The previous owner of my house was a 92-year-old woman who had fallen and moved to a nursing home. She had never married, never had children, and her nephews were charged with selling her house. The nephews were all in their 50s and 60s and had no use for her possessions. Most of her things stayed in the house when I bought it. This was convenient for me, as I had gotten rid of many of my possessions in Tucson before I moved, knowing I would be living with my son and daughter-in-law for at least a year.
The sofa and loveseat that were seriously marred by catscratches were reupholstered and now stand in my living room and library. The dining room suite stayed in place; the two chests now hold my antique serving pieces. Matching dark green wicker chairs are on the side porch and allow us to eat our dinners in comfort all summer long. The most used item that stayed was the laundry basket.
This is the old-fashioned folding laundry cart on wheels. My mom had one. If you were born in the 50s or earlier, your mom probably had one, too. The one in my basement laundry area probably dates from the 40s or 50s in this vintage 1927 house.
The woman I bought from was also a sewist and it looks like she made the laundry cart liner. It was an orange and yellow print, probably 100% cotton, probably bought from the sewing department of Strouss-Hirshberg or McKelvey’s. But it had seen better days. Tears were starting to appear from overuse; if I didn’t replace it pretty son, it would completely deteriorate and the dirty laundry would be on the floor!
Yesterday I pulled the liner off the cart and started removing all the stitching. It turned out to be two major pattern pieces—the bottom and the sides, plus some seam binding for the raw edges.
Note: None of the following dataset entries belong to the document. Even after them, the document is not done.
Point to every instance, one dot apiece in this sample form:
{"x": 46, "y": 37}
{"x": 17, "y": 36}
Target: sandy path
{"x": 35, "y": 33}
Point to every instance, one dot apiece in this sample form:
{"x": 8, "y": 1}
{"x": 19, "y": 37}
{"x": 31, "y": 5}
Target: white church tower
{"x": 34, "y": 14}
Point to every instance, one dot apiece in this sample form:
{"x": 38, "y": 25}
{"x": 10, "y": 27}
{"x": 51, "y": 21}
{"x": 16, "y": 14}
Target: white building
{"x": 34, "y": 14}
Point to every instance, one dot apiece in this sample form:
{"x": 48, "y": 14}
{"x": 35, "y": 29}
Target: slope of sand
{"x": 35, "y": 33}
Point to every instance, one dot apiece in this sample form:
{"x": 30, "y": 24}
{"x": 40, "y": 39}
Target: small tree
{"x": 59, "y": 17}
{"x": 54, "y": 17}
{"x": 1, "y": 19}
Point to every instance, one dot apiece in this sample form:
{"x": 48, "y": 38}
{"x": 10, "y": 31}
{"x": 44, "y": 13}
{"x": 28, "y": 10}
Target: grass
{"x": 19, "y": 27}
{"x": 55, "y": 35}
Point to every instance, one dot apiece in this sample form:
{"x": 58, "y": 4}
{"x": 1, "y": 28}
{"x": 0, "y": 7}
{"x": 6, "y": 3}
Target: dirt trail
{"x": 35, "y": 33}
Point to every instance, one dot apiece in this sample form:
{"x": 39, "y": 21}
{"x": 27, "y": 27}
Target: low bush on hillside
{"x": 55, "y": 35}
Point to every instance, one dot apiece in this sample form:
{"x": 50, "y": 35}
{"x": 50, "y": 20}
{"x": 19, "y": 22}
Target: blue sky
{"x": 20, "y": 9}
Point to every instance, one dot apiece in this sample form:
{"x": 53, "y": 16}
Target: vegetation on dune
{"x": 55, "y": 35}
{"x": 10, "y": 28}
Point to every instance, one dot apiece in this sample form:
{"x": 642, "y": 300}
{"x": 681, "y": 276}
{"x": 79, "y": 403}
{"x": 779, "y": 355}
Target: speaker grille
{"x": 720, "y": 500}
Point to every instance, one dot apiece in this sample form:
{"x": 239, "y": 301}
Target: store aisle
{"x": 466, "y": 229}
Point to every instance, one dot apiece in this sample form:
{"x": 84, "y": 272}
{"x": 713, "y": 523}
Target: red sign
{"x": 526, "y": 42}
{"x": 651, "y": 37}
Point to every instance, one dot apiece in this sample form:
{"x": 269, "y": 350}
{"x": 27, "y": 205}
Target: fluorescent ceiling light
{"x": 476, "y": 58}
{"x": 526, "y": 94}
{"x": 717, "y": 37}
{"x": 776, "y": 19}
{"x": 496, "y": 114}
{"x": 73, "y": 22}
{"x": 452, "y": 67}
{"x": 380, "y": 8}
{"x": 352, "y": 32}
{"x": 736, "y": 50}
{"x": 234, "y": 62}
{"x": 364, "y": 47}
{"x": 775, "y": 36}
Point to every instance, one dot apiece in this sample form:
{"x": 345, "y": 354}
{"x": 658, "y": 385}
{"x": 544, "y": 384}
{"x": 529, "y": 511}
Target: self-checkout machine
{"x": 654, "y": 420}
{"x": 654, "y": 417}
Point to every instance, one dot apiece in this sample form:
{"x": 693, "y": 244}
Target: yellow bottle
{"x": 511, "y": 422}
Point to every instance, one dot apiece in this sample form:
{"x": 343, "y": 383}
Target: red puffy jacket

When it was all flat, I pressed the pieces, then started digging through my stash. Rather than stick with a gingham-weight cotton, I found some upholstery-weight cotton that had been stashed since Boston was born. Both Boston’s and Ridley’s nurseries had been decorated with jungle animal prints, and this midweight cotton/linen was printed with shades of olive and rust and gold, with zebras and lions and other jungle animals peeking out here and there.
I laid out the fabric, laid out and pinned the pattern pieces to it and cut them out, making sure I remembered how I took it apart so I could put it all back together. Two hours later, I had a new liner for my laundry basket.
What had been a tough morning at the computer became a happy morning in my sewing room. And now, every time I roll the cart to the laundry chute to transport the next load of laundry, I will look at it and smile.
I’m thinking I might even make a pattern to sell on Etsy. If I needed a new liner, mightn’t someone else, also? I think so.